Democrat congressional staffer quietly fired for pretending to be an FBI agent, now on his way to prison

In a move that made virtually no headlines last year because Democrats kept it quiet, a staffer to Rep. Brad Schneider of Illinois was fired for impersonating an FBI agent and he is now on his way to federal prison.

Following his arrest, Sterling Devion Carter pleaded guilty to stealing public funds, the Daily Beast reported.

According to reporter José Pagliery, Carter was a fugitive for months before the authorities finally caught up with him.

“A young congressional staffer for Rep. Brad Schneider (D-IL) was quietly fired last year after he faked being an FBI agent and led cops on a chase through the capital, resulting in a weeks-long nationwide manhunt,” Pagliery reported. “It took four different law enforcement agencies three months to eventually catch up with the staffer 500 miles away. And it was only after a Secret Service agent managed to track down the online shops that sold the staffer mock ‘federal agent’ gear and a bogus license plate for his fake police car — decked out with a siren and flashing lights — that authorities were able to arrest him.”

Carter has ostensibly “admitted in court to openly carrying a firearm illegally.” Federal prosecutors “dropped the law enforcement impersonation charge” against the former leftist staffer but not a charge of stealing public funds.

“Carter’s misadventure, which has never been reported until now, started on Saturday, November 14, 2020,” Pagliery wrote. “Two plain-clothes officers with the Secret Service were busy dealing with angry, post-election MAGA protests in Washington when they spotted what looked like a police car with an odd license plate; the font seemed taller and bolder than it should be. But the rest of it looked authentic. To the untrained eye, the blue Ford Taurus would easily pass as an unmarked police cruiser. According to D.C. court documents, Carter had tricked out the otherwise boring sedan with blue emergency lights, a laptop computer mount on the front dashboard, a spotlight near the driver’s side view mirror, and even a barrier separating the front half from the back half — ready to transport detainees.”

Carter was decked out in a black T-shirt that read “federal agent,” a police duty belt, a Glock pistol, extra ammunition, handcuffs, a radio, and an earpiece according to court records.

Schneider was reelected in 2020. But Carter was a blemish on his record and the whole incident was suppressed and swept under the rug until now. The staffer’s rookie mistakes in late 2020 stirred suspicions that he was impersonating an FBI agent and more.
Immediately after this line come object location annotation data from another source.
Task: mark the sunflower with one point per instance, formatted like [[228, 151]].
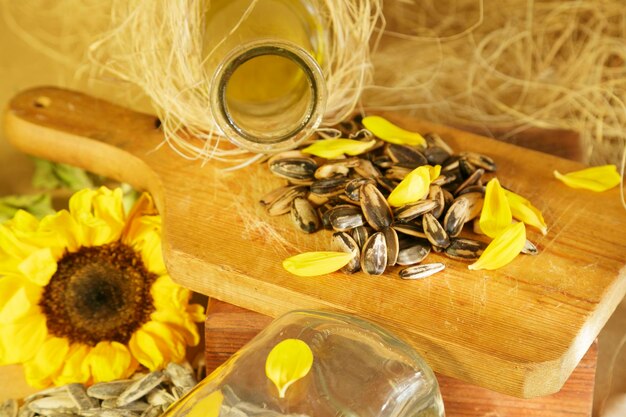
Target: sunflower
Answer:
[[85, 296]]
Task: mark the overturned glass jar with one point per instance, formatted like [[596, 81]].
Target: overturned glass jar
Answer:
[[318, 364]]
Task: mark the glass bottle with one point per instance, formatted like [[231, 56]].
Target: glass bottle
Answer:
[[268, 91], [359, 370]]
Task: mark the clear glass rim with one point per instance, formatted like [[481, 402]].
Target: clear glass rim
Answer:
[[314, 111]]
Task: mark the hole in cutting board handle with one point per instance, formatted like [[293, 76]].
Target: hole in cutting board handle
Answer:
[[43, 102]]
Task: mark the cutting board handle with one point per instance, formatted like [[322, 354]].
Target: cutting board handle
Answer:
[[73, 128]]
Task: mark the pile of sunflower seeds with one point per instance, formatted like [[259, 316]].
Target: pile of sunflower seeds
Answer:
[[145, 395], [349, 196]]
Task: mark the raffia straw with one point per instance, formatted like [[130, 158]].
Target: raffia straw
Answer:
[[158, 45]]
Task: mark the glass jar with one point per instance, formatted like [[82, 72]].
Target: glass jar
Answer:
[[358, 370], [268, 92]]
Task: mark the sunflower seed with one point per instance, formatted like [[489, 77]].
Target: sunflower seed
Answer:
[[353, 188], [413, 254], [456, 217], [140, 388], [530, 248], [436, 155], [336, 168], [421, 271], [329, 187], [471, 180], [343, 242], [374, 255], [8, 408], [465, 249], [53, 405], [375, 207], [411, 211], [360, 235], [78, 394], [435, 233], [282, 203], [345, 217], [393, 246], [436, 193], [410, 229], [304, 216], [294, 169], [405, 156]]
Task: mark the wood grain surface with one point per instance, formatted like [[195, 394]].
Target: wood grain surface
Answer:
[[520, 330], [228, 328]]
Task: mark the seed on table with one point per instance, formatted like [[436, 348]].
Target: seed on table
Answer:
[[343, 242], [435, 233], [374, 254], [421, 271], [375, 207]]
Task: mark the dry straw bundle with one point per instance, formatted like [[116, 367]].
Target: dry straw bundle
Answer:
[[512, 65]]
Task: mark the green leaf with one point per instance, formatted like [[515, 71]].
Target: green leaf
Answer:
[[335, 148], [50, 175], [597, 179], [39, 205], [287, 362], [309, 264], [391, 133]]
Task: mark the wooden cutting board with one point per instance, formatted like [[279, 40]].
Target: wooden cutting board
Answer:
[[520, 330]]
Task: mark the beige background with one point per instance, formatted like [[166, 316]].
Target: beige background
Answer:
[[21, 66]]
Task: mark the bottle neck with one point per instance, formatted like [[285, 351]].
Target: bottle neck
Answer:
[[268, 96]]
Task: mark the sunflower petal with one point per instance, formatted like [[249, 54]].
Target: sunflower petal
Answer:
[[47, 363], [597, 179], [495, 215], [503, 249], [524, 211], [39, 267], [287, 362], [412, 188], [17, 298], [108, 361], [335, 148], [155, 344], [389, 132], [75, 367], [20, 340], [209, 406], [311, 264]]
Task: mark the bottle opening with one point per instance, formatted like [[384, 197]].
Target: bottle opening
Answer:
[[268, 96]]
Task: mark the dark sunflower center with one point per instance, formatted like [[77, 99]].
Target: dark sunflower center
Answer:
[[99, 293]]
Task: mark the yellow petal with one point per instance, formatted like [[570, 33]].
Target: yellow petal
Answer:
[[39, 267], [311, 264], [496, 213], [108, 361], [287, 362], [17, 298], [597, 179], [524, 211], [155, 344], [75, 368], [503, 249], [389, 132], [334, 148], [209, 406], [167, 294], [47, 363], [21, 339], [412, 188]]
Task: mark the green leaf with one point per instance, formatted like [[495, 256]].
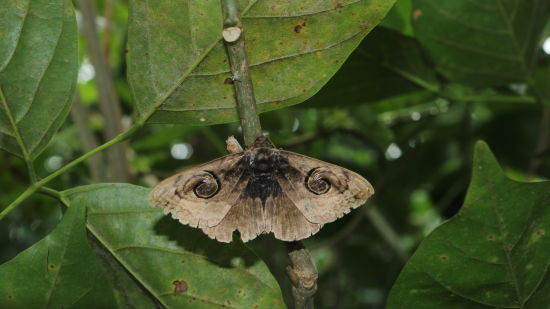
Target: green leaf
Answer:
[[177, 64], [493, 254], [399, 17], [157, 250], [386, 64], [483, 43], [59, 271], [38, 67]]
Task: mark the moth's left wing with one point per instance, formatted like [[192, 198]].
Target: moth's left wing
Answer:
[[321, 191]]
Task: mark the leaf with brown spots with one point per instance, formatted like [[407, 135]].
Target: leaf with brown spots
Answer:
[[169, 264], [177, 64], [60, 271], [495, 253]]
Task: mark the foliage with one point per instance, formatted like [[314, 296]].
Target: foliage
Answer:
[[402, 103]]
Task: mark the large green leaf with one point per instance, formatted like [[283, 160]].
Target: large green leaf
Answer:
[[494, 253], [481, 43], [386, 64], [177, 63], [157, 251], [38, 66], [59, 271]]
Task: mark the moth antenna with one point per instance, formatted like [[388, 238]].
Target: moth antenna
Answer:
[[233, 145]]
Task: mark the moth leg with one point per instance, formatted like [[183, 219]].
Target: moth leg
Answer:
[[233, 145]]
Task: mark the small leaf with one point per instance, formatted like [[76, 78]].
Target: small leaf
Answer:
[[38, 66], [493, 254], [177, 63], [59, 271], [385, 64], [178, 266], [481, 43]]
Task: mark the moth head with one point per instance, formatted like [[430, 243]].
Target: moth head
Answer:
[[321, 180], [204, 185]]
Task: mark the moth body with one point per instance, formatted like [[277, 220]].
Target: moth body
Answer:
[[261, 190]]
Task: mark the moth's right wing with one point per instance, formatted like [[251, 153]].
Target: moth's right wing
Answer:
[[202, 196]]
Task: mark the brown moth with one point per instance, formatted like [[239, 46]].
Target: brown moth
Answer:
[[260, 190]]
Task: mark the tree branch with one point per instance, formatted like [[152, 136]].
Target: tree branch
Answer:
[[302, 271], [80, 117], [108, 99], [234, 42]]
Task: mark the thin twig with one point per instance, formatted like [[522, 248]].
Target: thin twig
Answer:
[[37, 185], [303, 275], [80, 117], [246, 101], [108, 99], [302, 271], [542, 142]]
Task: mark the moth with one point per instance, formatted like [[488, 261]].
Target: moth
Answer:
[[260, 190]]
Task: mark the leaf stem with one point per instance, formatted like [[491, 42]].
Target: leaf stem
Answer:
[[302, 271], [235, 44], [37, 185]]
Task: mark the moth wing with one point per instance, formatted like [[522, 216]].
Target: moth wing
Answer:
[[202, 212], [326, 207], [279, 215], [286, 221], [246, 216]]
“For one, he put his pistol magazines in pouches clipped behind his gun, making it practically impossible to reload the pistol in a firefight with his free hand,” Pagliery pointed out. “It was a rookie mistake and someone actually trained to shoot with a handgun would notice it, according to a person familiar with the investigation… The subsequent investigation became a joint effort by the Capitol Police, FBI, D.C. Metropolitan Police Department, and the Secret Service.”

The Secret Service then “discovered that Carter was an actively credentialed congressional staffer with security access across the Capitol Building — while simultaneously being a wanted fugitive.”

“His neighbors told federal agents they’d seen Carter dress up like law enforcement before, openly carrying his firearm — which is illegal in the District of Columbia for anyone other than police — and they remembered Carter referring to his fake police car as his ‘work vehicle,'” Pagliery recounted.

“Secret Service agents with a search warrant broke into Carter’s home on New Year’s Day 2021, where an affidavit says they found his Glock 19 pistol, the extra magazines, ammunition, and even the receipt for the police car siren. He was arrested weeks later in Georgia, his parent’s home state. He then spent 81 days in jails across Georgia, Oklahoma and the District of Columbia,” the Daily Beast author stated.

The stealing funds charge comes into play when Carter was still working for Schneider in 2019. An FBI affidavit contends that Carer was guilty of “routinely filling out payroll authorization forms and faking the signature of Schneider’s chief of staff to bump up his monthly salary.”

In late July, U.S. District Judge Carl J. Nichols sentenced Carter to nine months in prison for stealing public funds after he pleaded guilty to the charge.

“Carter, who could not be reached for comment on this story, appears to have gone dark online,” Pagliery continued. “He made his last public Facebook post during the violent attack on the Capitol on January 6, 2021. Friends who knew he worked in Congress wished him well and asked him to stay safe. Carter, who was still on the run at the time, thanked the same law enforcement agencies that were at that very moment trying to hunt him down.”